Note: Recognized laboratory methods for definitive identification of certain novel
influenza viruses are available (e.g., WHO Manual on Animal Influenza Diagnosis and
Surveillance) [Ref. 3.]; sequencing of DNAs generated by subtype-specific primers may
also be used to definitively identify a specific novel influenza virus [Ref. 4].

Reagents and other device components
When describing reagents and other device components in your 510(k), we recommend
you follow general guidance provided in other FDA guidance documents. FDA has
developed draft guidance regarding Nucleic Acid Amplification Testing, which will be
particularly relevant when final [Ref. 2]. Additionally, for reagents for detection of
specific novel influenza A viruses, you should describe design requirements for your
device that address or mitigate risks associated with primers, probes, and controls used
in a nucleic-acid based test procedure to detect viral RNA segments from a specific novel
influenza A virus.
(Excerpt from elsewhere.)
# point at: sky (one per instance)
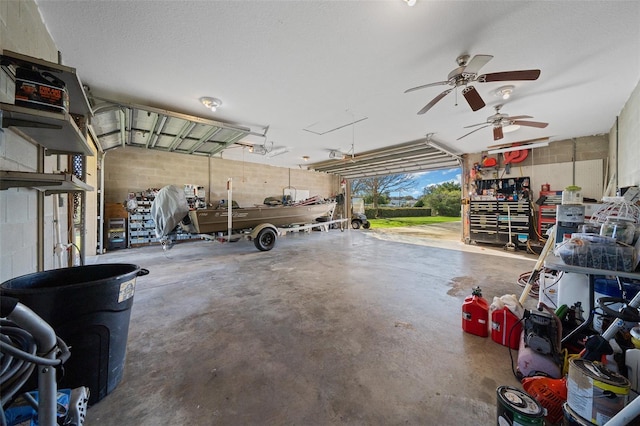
(435, 177)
Examples include:
• Designing your reagent for use in a closed tube test system, to minimize false
positives due to contamination or carryover.
• Providing multiple probes that enable detection of virus variants appearing due to
mutations within the target RNA segment(s), or variants within a designated novel
influenza virus strain (or lineage).
• Developing a positive virus control that minimizes the risk that the control itself
will be a source of infection or of reassortment with other influenza A viruses
handled or maintained in the type of clinical laboratory where testing is intended
to be done.
• Developing methods for extraction and purification that yield suitable quality and
quantity of viral RNA from different specimen types for use in the test system with
your reagents.
• Optimizing your reagents and test procedure for recommended instruments.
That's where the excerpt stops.